Brandee’s Bites serves Labor Day crowds and more

By John Huxman
Freelance Reporter
Special to the Tribune

Many restaurants in the Tri-County Tribune coverage are were closed, understandably, for Labor Day, but for Brandee’s Bites, a food trailer seen frequently in Pratt and Medicine Lodge, it was business as usual. Owned by Brandee Blick, this unique food outlet provides home-style meals such as one would expect from a restaurant, but there are also frequent barbeque options or eclectic items to try, like fried frog legs. On Monday, Blick parked her food truck in the Tractor Supply parking lot on the east side of Pratt, much to the delight of customers looking for a good meal.

Blick has operated the trailer since she moved back to Kansas from Colorado when her mother passed away about a year ago. Neither she nor any of her five siblings wanted to lose the home at Sharon, Kansas, where they had grown up, but Blick was the only one in a position to move in and take care of the home place.

“I’m not really back permanently. I am here for now,” she said. “They needed someone in the house.”

Blick said she had worked as a cook in Colorado but was ready to be her own boss. She said she prefers running a food truck to working in a restaurant.

“Trust me, I have plenty of opportunities to own a restaurant if I want one. I don’t want one. It’s too much overhead,” she said.

Blick also said she likes that she can operate the trailer by herself, and set her own hours, choosing to be open on Labory Day when many other eating establishments were closed.

Right now Brandee’s Bites has only one other steady employee, an old family friend who does most of the cleaning, but Blick said she does hire other waitresses when she does larger events.

Blick described a typical day one the food truck.

“Everybody thinks you only work three hours,” she said, referring to how long the truck is actually open for customers over lunch. “I have to be up by 4:30 in the morning to get things going. I’ll be up until about 10 at night. If I’m lucky I’ll get it done by then and then back up at 4:30 to do it all again.”

Blick said that she sometimes works seven days a week. She likes working a lot of days in a row so that she can get into rhythm and become more efficient.

Everything about the food trailer is connected to family. Not only is Blick in Kansas for her family, but, to her, cooking is a way to keep her mother’s memory alive.

“My Mom and Dad died pretty close together, and I tell you there’s really a lot of love that goes into this truck. All my siblings, all her grandkids. This is kind of how we’ve kept her memory alive. A lot of my specials are based off of things she fed us growing up. I love my Mom and I miss my Mom and that’s why I get out here and I cook like I do,” she said. “I do pretty much everything from scratch. I always try to offer not just barbecue. Like today we had blackened catfish and a broccoli cheese soup and a turkey spinach salad with strawberries and blueberries. I give everybody a desert with their meal and every kids gets a free popsicle.”

Blick said that she usually has two or three different meal options on a given day.

“I do Sunday dinners.
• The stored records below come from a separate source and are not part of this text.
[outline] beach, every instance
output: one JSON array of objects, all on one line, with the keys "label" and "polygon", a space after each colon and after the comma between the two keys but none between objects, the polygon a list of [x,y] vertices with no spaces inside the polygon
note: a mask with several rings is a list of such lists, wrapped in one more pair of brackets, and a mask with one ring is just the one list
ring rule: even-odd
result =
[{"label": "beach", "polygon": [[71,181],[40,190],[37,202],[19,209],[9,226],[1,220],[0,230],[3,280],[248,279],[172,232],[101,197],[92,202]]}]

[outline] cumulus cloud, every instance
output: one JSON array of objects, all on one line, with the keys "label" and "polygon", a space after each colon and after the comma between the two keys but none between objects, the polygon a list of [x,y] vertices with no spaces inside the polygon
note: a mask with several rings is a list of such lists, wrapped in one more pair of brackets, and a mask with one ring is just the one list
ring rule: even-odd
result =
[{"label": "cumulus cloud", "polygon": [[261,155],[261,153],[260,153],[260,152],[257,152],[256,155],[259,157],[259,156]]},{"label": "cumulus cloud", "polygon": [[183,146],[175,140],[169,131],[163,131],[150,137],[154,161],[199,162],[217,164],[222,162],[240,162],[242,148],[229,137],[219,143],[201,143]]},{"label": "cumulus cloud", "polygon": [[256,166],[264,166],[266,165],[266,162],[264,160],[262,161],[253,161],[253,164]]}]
Like in Medicine Lodge people are nuts over liver and onions,” she said.

Another feature of the trailer that is immensely popular is her scratch made lemonades. She makes the lemonade simply by quartering and crushing a lemon and adding sugar, water, and, optionally, a choice from any of 31 flavored syrups. The lemonade was the brain child of her daughter, Chelsea Nemechek.

The lemonade has been so successful that she sometimes has to organize separate food and lemonade lines at events.

Blick maintains a Facebook page for Brandee’s Bites that informs customers where the trailer will be set up from day to day. She does not list her menu on the page to protect herself from competitors who might steal her ideas. The page does show pictures of the many of the offers that she has done; from unusual foods like liver and onions or frog legs to more normal fare such as chicken fried steak or barbecue.

Brandi’s Bites food truck is an advertisement for business in itself.

“If you look at all the details on the outside of the truck you’ll see hummingbirds; my Mom loved hummingbirds. My Mom and Dad ran the elevator for years down there [at Sharon]; we got wheat in [the logo],” Blick said.

The trailer is named “The Neffer” after its former own, Wayne Neff who passed away due to cancer. Neff’s wife’s nephew ran the truck for a short time before the family decided to sell it to Blick. The Neffs had sold barbecue out of the trailer and, in consequence, the vinyl wrap identifies the trailer as a barbecue trailer. It would be more accurate to identify the trailer with home-style cooking now, but a new wrap would cost around $10,000. “…and the barbecue’s a good staple. There’s times I’m tired: then there are no specials and we just do barbecue,” said Blick.

Though a regular in the Tractor Supply parking lot in Pratt, Brandee’s Bites is also a popular food stop in Attica, Zenda, Medicine Lodge, and even occasional events in Wichita. Earlier in the Labor Day Weekend, Brandee’s Bites served many hungry festival goers in Kiowa for the Labor Day Celebration on August 31 and September 1, offering funnel cakes, french fries, chicken strips, corn dogs and appetizers. Blick was open with more regular fare in Pratt on Monday, September 2, then closed for her own Labor Day rest on Tuesday, September 3.